Under the agreement, Ukrainian captains would be protected as they sail their ships out of the port — which was seeded with mines to impede an assault on the city — and into the Black Sea, where the Russian Navy is dominant.

A spokesman for the regional military administration in Odesa, Serhii Bratchuk, said at a news conference that the port was “working on putting together some vessel caravans. These vessel caravans will be in charge of delivering on the commitments assumed within the agreements reached.”

Security remained paramount and the port would not be fully unblocked, he said. “We are talking only about a corridor that will be functioning and will be utilized to export Ukrainian grain,” Mr. Bratchuk said.

The agreement to open the port to grain exports took months of negotiation and at times appeared doomed. Under the deal, a joint command center with officials from Ukraine, Russia, Turkey and the United Nations will be set up in Istanbul to monitor the movements of the grain flotillas. The ships will head into Turkish waters to be inspected by officials.

Turkey’s president, Recep Tayyip Erdogan, acknowledged the Russian violence and pressed all sides to follow through on their commitments. “We can see how sensitive the process is still from the attack on Odessa Port on Saturday,” he said in a broadcast on Turkish television on Monday.
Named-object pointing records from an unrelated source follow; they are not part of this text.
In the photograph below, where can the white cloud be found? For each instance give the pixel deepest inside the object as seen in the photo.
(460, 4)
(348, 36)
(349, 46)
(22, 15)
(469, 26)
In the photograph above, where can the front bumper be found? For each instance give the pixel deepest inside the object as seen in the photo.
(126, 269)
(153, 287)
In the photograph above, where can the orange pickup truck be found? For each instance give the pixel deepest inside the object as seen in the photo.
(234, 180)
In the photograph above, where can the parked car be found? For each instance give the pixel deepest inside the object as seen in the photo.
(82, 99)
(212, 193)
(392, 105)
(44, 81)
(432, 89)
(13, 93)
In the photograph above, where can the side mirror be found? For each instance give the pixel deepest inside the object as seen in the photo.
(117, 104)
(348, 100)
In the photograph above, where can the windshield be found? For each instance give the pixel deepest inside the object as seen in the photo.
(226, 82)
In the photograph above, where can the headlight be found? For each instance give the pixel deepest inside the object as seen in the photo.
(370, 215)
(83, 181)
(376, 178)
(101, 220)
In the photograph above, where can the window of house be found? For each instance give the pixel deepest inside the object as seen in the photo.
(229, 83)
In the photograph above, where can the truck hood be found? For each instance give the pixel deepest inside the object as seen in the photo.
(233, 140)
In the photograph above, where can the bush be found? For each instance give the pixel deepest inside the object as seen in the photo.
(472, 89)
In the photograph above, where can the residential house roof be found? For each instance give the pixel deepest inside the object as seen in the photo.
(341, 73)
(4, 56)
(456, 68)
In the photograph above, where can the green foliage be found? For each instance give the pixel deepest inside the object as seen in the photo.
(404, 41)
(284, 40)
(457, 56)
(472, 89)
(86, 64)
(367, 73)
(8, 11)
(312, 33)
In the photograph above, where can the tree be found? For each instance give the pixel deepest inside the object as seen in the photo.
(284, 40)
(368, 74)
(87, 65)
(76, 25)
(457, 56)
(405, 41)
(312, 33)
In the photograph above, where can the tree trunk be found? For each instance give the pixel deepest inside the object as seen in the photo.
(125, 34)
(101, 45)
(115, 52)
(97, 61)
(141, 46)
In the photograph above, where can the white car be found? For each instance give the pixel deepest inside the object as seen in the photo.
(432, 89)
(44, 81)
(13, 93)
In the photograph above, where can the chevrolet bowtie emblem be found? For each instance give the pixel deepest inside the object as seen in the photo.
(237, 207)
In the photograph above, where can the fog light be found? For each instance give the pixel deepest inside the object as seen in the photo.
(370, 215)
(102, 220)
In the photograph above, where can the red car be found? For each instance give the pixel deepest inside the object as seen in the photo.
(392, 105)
A spokesman for the United Nations said the U.N. would have a presence in the command center by Tuesday.

“We expect the first ships may move within a few days,” said the spokesman, Farhan Haqall.

Hunger in parts of the world far from the conflict is just one of the far-reaching consequences of the decision by President Vladimir V. Putin of Russia to invade Ukraine five months ago. The war has also strengthened NATO, given the European Union a new focus, sent energy prices soaring, slowed global growth, redrawn alliances and left Moscow weakened and isolated by sanctions.

On Sunday, Moscow sent its foreign minister, Sergey V. Lavrov, on a four-day trip to Africa to make the case that the West, and not Russia, is to blame for grain shortages. He said poorer countries were being victimized by wealthier ones.

“We know that the African colleagues do not approve of the undisguised attempts of the U.S. and their European satellites to gain the upper hand, and to impose a unipolar world order to the international community,” Mr. Lavrov wrote in an article published in newspapers in the four countries he was visiting: Egypt, Ethiopia, Uganda and the Republic of Congo.

Some governments in Africa and the Middle East are wary of alienating either side in the conflict, both because of a desire to maintain access to Russian grain and other exports and because of a policy of preserving friendly ties with Moscow that often dates back to the Soviet era.

A growing Ukrainian counteroffensive aimed at retaking territory in another coastal province, Kherson, risks further complicating the grain export plan. In a sign of the intensification of fighting in the south, Ukraine ordered the evacuation of residents from Shevchenkove, a village they control near the frontline in Mykolaiv Province, the Mykolaiv city council said on Monday. The residents were ordered to go to Odesa.

Ukraine’s military said on Monday that its aircraft had attacked five Russian targets in Kherson Province in the last 24 hours.